His father resigned and cashed in on his retirement package to settle Nsibande’s study debt. This meant there was no longer anyone employed in his family.

“It also meant that my diabetic mom will be off the medical aid until I get a job and cover her. The decision was risky but we had no other option,” Nsibande said.

He eventually obtained his degree and began his job hunt.

“But it's been two years of going door-to-door in schools, circuit offices, regional, provincial and even national, but no luck ... I even went to Joburg but still, it was difficult to job hunt in another province without any provision to take care of the costs of job hunting ... we all know how costly job hunting is,” he said.

The qualified teacher said over the years, he had had to keep up appearances, making sure that his peers did not know of his suffering but this week, he admitted to needing help.

“[I] am tired of pretending now. I am breaking to see my family suffer every day while I have the qualification that can give me a job that will change my family's situation. I find my happiness in alcohol, memes and jokes on Facebook. Sometimes I sleep on pills. I have had many suicidal thoughts, I have been down and out,” he said.
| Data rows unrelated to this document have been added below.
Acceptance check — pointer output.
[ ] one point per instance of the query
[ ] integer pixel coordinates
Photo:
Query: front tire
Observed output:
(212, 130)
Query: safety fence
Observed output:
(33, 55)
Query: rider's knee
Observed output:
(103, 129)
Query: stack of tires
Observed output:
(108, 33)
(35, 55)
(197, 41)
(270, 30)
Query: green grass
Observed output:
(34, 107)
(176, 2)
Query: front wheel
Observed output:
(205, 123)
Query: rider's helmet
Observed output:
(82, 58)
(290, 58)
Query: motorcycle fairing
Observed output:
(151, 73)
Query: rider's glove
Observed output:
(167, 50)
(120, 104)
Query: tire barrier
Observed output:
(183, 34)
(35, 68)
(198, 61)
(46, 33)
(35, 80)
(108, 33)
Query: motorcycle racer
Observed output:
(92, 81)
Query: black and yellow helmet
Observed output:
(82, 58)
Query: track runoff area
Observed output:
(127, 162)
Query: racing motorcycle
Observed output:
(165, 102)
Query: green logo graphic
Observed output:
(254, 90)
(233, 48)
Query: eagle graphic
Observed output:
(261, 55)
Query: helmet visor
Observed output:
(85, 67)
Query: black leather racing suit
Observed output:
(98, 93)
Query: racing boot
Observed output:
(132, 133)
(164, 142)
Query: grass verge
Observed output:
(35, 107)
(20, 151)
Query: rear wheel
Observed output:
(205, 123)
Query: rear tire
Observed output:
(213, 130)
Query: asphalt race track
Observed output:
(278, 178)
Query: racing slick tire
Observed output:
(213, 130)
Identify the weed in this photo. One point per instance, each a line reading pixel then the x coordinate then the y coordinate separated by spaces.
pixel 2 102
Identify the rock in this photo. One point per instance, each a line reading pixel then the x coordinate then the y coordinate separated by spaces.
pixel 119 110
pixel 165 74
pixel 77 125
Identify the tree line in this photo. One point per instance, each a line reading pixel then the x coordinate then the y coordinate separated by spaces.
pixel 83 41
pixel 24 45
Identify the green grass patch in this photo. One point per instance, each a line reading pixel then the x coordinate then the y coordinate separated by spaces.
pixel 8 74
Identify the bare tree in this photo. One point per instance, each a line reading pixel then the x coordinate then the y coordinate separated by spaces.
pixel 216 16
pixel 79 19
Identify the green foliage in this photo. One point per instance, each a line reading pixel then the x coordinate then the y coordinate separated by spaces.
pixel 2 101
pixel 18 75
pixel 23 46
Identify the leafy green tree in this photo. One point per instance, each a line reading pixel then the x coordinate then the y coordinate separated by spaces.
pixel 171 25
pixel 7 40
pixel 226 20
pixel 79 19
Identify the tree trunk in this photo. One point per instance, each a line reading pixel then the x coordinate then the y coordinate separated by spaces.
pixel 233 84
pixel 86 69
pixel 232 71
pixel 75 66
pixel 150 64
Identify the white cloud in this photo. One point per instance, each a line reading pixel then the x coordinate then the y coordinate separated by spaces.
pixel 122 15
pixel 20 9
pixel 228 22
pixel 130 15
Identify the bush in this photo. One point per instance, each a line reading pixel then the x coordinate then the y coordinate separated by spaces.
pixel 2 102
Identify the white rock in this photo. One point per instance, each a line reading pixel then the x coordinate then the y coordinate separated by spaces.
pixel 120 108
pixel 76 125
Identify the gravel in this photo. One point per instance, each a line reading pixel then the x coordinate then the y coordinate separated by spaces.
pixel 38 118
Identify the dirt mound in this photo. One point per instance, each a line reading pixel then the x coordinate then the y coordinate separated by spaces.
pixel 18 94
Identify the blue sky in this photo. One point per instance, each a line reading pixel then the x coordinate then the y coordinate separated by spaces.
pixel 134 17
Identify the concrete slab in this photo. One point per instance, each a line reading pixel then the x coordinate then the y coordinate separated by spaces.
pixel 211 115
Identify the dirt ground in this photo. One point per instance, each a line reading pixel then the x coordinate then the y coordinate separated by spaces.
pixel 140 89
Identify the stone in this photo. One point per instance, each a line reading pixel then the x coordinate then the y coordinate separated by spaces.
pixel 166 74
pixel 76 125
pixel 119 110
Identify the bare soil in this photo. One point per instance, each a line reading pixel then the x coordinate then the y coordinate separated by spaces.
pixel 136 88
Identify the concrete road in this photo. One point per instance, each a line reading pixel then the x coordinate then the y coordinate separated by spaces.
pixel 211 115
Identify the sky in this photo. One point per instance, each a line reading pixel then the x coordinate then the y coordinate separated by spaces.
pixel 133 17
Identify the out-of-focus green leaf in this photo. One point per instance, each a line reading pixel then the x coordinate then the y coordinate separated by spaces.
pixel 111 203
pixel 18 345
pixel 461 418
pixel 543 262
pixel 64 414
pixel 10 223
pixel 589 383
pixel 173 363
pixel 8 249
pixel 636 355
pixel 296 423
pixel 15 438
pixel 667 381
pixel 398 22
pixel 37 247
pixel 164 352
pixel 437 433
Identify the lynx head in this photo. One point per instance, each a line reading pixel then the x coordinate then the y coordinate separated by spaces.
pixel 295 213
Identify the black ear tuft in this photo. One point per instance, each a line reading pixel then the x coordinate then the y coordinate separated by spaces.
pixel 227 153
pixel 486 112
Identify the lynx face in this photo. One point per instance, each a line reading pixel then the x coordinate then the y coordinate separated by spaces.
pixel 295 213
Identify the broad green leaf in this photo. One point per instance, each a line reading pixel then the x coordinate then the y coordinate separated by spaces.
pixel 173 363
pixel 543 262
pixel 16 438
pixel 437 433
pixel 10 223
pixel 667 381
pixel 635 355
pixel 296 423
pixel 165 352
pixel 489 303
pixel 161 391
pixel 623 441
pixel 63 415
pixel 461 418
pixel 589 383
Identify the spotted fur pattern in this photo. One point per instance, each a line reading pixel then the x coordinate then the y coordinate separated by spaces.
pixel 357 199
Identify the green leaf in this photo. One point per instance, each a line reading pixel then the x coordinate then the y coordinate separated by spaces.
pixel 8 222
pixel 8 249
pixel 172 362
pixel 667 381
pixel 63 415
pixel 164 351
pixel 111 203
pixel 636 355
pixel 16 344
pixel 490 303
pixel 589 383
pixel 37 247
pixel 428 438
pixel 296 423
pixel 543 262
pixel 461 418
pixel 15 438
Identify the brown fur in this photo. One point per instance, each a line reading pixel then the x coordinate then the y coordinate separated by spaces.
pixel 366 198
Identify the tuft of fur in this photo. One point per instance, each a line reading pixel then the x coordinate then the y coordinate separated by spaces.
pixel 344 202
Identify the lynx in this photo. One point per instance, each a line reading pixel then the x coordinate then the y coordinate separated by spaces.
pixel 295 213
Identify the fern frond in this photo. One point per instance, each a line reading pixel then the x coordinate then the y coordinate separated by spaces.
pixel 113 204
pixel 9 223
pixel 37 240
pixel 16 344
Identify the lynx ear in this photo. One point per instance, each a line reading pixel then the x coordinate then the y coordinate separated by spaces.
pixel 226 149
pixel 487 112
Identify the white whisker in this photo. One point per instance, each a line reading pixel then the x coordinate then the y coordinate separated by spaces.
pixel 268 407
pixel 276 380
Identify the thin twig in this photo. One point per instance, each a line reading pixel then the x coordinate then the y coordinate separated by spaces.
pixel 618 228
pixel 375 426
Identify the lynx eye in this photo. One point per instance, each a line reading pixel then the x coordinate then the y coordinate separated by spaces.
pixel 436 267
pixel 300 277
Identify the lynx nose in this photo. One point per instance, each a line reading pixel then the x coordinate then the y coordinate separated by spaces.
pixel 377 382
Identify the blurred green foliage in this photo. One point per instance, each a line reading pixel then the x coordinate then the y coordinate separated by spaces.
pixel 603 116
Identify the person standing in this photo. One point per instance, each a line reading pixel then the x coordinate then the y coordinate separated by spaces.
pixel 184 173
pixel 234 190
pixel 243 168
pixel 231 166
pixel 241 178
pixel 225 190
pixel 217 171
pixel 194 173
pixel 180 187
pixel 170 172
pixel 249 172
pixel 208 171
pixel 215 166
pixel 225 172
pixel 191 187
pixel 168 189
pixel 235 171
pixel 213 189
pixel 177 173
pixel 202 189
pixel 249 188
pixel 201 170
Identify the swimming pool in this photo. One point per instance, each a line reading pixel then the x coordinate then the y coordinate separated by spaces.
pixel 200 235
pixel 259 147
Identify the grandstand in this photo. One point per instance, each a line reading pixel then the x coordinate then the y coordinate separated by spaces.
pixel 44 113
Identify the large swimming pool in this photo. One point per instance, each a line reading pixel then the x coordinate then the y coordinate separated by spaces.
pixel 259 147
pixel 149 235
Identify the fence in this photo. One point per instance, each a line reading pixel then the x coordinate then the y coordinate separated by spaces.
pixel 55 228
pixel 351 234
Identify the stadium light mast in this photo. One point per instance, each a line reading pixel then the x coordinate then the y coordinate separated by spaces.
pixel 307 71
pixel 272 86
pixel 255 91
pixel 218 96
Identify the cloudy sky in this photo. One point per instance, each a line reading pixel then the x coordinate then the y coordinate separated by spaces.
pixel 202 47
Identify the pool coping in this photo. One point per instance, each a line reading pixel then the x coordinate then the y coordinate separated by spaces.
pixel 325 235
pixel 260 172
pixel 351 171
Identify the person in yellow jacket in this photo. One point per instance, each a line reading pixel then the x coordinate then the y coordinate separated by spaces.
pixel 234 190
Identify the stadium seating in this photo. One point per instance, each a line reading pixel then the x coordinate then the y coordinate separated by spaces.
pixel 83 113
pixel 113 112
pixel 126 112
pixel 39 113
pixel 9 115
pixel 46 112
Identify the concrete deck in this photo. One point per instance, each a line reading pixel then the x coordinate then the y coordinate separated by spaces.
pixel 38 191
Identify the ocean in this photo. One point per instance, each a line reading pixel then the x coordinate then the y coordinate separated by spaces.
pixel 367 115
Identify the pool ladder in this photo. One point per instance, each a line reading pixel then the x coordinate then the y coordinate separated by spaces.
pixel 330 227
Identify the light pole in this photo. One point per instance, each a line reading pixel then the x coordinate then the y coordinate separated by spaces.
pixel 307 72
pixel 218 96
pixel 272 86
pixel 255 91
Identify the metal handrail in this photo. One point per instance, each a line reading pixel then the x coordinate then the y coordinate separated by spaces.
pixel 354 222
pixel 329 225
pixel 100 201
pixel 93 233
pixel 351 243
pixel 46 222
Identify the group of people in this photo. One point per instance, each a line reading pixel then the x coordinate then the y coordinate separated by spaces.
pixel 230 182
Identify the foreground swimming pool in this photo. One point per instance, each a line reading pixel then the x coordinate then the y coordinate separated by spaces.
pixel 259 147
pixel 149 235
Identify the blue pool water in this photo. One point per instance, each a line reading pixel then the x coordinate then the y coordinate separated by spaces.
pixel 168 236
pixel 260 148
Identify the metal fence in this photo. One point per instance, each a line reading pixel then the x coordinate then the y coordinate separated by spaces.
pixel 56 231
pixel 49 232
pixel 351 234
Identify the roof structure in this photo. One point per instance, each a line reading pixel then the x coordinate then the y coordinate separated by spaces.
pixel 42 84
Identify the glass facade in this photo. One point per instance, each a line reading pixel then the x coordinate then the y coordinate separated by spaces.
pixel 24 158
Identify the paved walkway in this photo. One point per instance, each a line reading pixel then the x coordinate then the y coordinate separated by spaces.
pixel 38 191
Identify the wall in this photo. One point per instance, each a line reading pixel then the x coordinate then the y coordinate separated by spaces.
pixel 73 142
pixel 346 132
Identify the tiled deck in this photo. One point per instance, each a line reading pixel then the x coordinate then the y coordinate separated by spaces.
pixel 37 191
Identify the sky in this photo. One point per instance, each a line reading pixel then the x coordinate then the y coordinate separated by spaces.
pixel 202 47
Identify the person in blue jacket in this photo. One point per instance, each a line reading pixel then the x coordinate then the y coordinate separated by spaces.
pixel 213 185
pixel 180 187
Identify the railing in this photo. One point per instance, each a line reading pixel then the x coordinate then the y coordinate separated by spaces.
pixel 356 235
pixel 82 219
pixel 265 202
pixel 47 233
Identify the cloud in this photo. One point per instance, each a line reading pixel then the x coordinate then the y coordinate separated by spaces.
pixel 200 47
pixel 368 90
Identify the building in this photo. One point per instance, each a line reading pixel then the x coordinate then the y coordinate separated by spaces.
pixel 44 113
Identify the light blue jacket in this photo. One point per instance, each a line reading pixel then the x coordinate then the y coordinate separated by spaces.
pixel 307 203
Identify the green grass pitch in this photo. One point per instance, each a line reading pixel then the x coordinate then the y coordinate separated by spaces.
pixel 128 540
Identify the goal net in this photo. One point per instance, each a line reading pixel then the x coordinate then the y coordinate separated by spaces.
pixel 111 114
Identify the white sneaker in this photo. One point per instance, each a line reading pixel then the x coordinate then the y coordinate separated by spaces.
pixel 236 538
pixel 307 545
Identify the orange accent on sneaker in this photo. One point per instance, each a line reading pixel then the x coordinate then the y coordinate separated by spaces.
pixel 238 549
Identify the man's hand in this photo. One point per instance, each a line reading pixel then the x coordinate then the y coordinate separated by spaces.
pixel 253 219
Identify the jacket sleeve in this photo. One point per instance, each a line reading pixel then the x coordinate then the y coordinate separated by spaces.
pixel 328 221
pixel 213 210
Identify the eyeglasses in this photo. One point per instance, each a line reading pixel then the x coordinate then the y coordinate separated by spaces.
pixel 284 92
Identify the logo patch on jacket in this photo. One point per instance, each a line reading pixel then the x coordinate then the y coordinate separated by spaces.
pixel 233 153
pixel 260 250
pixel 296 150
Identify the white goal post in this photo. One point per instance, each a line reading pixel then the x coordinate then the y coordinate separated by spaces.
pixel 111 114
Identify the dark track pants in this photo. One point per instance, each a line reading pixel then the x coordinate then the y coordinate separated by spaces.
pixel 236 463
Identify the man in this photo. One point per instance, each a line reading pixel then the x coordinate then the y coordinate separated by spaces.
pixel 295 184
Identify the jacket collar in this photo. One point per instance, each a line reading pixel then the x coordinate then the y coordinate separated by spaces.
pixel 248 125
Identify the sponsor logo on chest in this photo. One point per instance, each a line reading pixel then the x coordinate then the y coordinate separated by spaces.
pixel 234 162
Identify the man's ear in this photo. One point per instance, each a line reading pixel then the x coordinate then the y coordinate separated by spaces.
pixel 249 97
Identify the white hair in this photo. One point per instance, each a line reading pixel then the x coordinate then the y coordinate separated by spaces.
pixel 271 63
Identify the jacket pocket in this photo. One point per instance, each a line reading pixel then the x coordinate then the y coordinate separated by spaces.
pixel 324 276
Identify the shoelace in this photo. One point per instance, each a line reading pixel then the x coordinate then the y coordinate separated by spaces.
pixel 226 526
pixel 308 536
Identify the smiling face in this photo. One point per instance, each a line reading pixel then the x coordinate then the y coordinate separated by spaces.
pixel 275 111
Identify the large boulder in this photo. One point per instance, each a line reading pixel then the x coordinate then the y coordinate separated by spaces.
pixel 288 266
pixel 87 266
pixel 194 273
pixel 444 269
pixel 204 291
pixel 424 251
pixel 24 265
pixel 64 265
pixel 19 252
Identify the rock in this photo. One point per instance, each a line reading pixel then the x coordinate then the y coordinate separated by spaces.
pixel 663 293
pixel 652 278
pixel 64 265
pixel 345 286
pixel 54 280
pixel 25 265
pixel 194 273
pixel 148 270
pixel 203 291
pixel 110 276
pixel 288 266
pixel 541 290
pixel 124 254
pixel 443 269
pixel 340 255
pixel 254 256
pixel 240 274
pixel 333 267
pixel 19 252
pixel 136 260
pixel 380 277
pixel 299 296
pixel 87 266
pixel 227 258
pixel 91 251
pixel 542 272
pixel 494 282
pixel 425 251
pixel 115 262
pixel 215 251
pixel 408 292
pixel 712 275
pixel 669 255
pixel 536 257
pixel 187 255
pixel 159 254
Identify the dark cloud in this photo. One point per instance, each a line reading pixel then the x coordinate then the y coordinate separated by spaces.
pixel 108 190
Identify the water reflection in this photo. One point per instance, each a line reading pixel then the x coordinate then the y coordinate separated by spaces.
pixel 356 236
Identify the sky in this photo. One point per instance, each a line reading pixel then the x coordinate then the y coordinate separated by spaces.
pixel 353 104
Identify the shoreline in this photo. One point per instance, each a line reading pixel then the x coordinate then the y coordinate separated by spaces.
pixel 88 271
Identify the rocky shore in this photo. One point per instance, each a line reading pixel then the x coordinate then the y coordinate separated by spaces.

He begged for those who had the means to help him to do so.

Within hours, the Facebook post had been shared over a thousand times, with many sending him words of encouragement. Others sent job ads, while others gave advice.

Some who had since lost confidence in the SA job market encouraged him to consider teaching abroad.

The following day, Nsibande took to his Facebook page to offer feedback.

“There is nothing tangible yet on the job side, but the hope is being retrieved by your responses, to those who keep on inboxing me offering me ideas, job adverts, to those who write inspirational and motivational messages…

“To those who offered help in a form of cash, to those who are still trying to get hold of certain officials who can help, all the phone calls and WhatsApp texts, and SMS saying ‘kuzolunga’ [it will be fine], some even sending me airtime to be able to make calls and put on data to send e-mails, I am so humbled and I am very grateful.

“I haven't gotten any job yet or been promised anything but this positivity and humanity from the people of SA is a humbling experience for me. I feel there is somewhere and somehow a breakthrough for me. I don't regret anything about coming out of my shell,” he said.